1. the existence of a duty to take care, which is owed by the defendant to the complainant;

2. the failure to attain that standard of care, prescribed by the law, thereby committing a breach of such duty; and

3. damage, which is both causally connected with such breach and recognized by the law, has been suffered by the complainant. (Para 1.23)

Negligence __ as a tort and as a crime The term 'negligence' is used for the purpose of fastening the defendant with liability under the Civil Law and, at times, under the Criminal Law. It is contended on behalf of the respondents that in both the jurisdictions, negligence is negligence, and jurisprudentially no distinction can be drawn between negligence under civil law and negligence under criminal law. The submission so made cannot be countenanced inasmuch as it is based upon a total departure from the established terrain of thought running ever since the beginning of the emergence of the concept of negligence upto the modern times. Generally speaking, it is the amount of damages incurred which is determinative of the extent of liability in tort; but in criminal law it is not the amount of damages but the amount and degree of negligence that is determinative of liability. To fasten liability in Criminal Law, the degree of negligence has to be higher than that of negligence enough to fasten liability for damages in Civil Law. The essential ingredient of mens rea cannot be excluded from consideration when the charge in a criminal court consists of criminal negligence.

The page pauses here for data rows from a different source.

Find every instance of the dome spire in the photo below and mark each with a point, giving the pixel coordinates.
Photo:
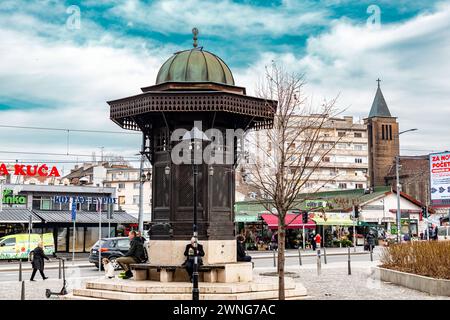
(195, 33)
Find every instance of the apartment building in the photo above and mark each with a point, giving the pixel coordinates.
(123, 178)
(345, 165)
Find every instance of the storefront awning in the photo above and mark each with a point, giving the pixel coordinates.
(244, 218)
(332, 219)
(84, 217)
(292, 221)
(17, 215)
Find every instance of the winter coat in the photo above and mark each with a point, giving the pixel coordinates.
(109, 270)
(136, 250)
(240, 250)
(189, 254)
(38, 259)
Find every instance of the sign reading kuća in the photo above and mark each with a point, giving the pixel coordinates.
(83, 199)
(29, 170)
(10, 198)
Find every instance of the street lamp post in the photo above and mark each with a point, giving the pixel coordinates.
(195, 137)
(397, 169)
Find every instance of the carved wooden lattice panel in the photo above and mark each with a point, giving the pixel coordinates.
(220, 188)
(161, 187)
(185, 190)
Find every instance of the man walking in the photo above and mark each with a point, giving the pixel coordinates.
(134, 255)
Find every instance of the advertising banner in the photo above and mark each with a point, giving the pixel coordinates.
(440, 179)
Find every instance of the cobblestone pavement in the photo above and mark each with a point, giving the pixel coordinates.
(364, 284)
(11, 290)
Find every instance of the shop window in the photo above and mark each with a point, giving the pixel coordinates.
(79, 239)
(8, 242)
(61, 240)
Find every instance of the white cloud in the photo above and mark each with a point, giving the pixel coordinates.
(411, 58)
(223, 18)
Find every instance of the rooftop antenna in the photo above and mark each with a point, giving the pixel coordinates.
(195, 33)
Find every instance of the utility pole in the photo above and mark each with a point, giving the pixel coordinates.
(141, 188)
(397, 168)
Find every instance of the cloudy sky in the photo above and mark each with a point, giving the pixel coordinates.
(57, 71)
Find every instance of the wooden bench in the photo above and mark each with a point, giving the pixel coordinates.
(167, 272)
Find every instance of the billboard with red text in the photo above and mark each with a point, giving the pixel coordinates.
(440, 179)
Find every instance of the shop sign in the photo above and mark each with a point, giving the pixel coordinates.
(83, 199)
(440, 179)
(10, 198)
(30, 170)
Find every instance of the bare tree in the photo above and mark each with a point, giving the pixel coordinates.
(287, 155)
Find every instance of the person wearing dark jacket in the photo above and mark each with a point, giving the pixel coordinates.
(38, 261)
(134, 255)
(190, 252)
(140, 237)
(241, 256)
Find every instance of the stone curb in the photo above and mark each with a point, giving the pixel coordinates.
(68, 266)
(291, 255)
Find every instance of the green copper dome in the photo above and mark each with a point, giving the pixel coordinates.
(195, 65)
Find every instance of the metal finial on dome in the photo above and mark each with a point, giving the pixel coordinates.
(195, 33)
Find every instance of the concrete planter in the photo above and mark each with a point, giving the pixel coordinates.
(438, 287)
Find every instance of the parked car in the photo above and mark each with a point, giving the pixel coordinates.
(111, 248)
(444, 233)
(19, 246)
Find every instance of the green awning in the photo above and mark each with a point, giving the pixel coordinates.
(332, 219)
(242, 218)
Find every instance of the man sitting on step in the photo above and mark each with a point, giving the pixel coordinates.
(134, 255)
(193, 249)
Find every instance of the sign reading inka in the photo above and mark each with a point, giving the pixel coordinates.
(10, 198)
(30, 170)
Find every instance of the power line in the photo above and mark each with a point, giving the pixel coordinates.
(68, 130)
(51, 154)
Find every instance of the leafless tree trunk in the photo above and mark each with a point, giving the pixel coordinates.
(286, 156)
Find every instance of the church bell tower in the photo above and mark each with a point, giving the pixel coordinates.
(383, 139)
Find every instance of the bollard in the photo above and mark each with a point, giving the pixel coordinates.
(349, 268)
(22, 292)
(274, 260)
(299, 256)
(20, 269)
(319, 267)
(64, 270)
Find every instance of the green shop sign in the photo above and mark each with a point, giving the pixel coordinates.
(10, 198)
(315, 204)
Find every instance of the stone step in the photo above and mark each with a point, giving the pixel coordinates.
(156, 287)
(293, 293)
(70, 296)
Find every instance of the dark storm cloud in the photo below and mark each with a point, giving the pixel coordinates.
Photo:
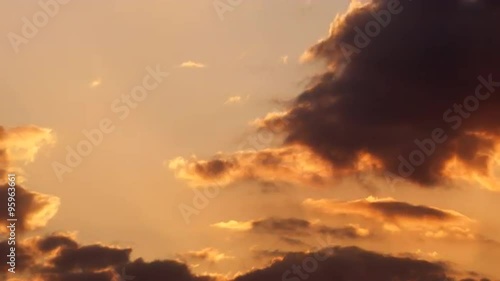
(403, 85)
(349, 264)
(91, 257)
(59, 257)
(410, 86)
(276, 224)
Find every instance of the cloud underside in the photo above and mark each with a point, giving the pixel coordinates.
(286, 227)
(420, 101)
(59, 257)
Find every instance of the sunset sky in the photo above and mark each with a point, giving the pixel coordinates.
(240, 140)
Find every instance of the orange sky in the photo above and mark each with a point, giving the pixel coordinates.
(164, 126)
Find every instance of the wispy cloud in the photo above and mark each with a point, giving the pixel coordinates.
(192, 64)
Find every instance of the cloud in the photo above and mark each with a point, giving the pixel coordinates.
(192, 64)
(34, 209)
(293, 164)
(19, 146)
(395, 91)
(286, 227)
(351, 264)
(387, 209)
(210, 255)
(233, 100)
(414, 103)
(59, 257)
(397, 216)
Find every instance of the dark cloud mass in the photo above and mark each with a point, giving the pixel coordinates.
(397, 88)
(349, 264)
(59, 257)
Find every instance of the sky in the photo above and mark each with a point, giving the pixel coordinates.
(250, 140)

R. v. Caldwell 1981(1) All ER 961 (HL) dealt with the concept of recklessness as constituting mens rea in criminal law. His Lordship warned against adopting the simplistic approach of treating all problems of criminal liability as soluble by classifying the test of liability as being "subjective" or "objective", and said "Recklessness on the part of the doer of an act does presuppose that there is something in the circumstances that would have drawn the attention of an ordinary prudent individual to the possibility that his act was capable of causing the kind of serious harmful consequences that the section which creates the offence was intended to prevent, and that the risk of those harmful consequences occurring was not so slight that an ordinary prudent individual would feel justified in treating them as negligible. It is only when this is so that the doer of the act is acting 'recklessly' if, before doing the act, he either fails to give any thought to the possibility of there being any such risk or, having recognized that there was such risk, he nevertheless goes on to do it."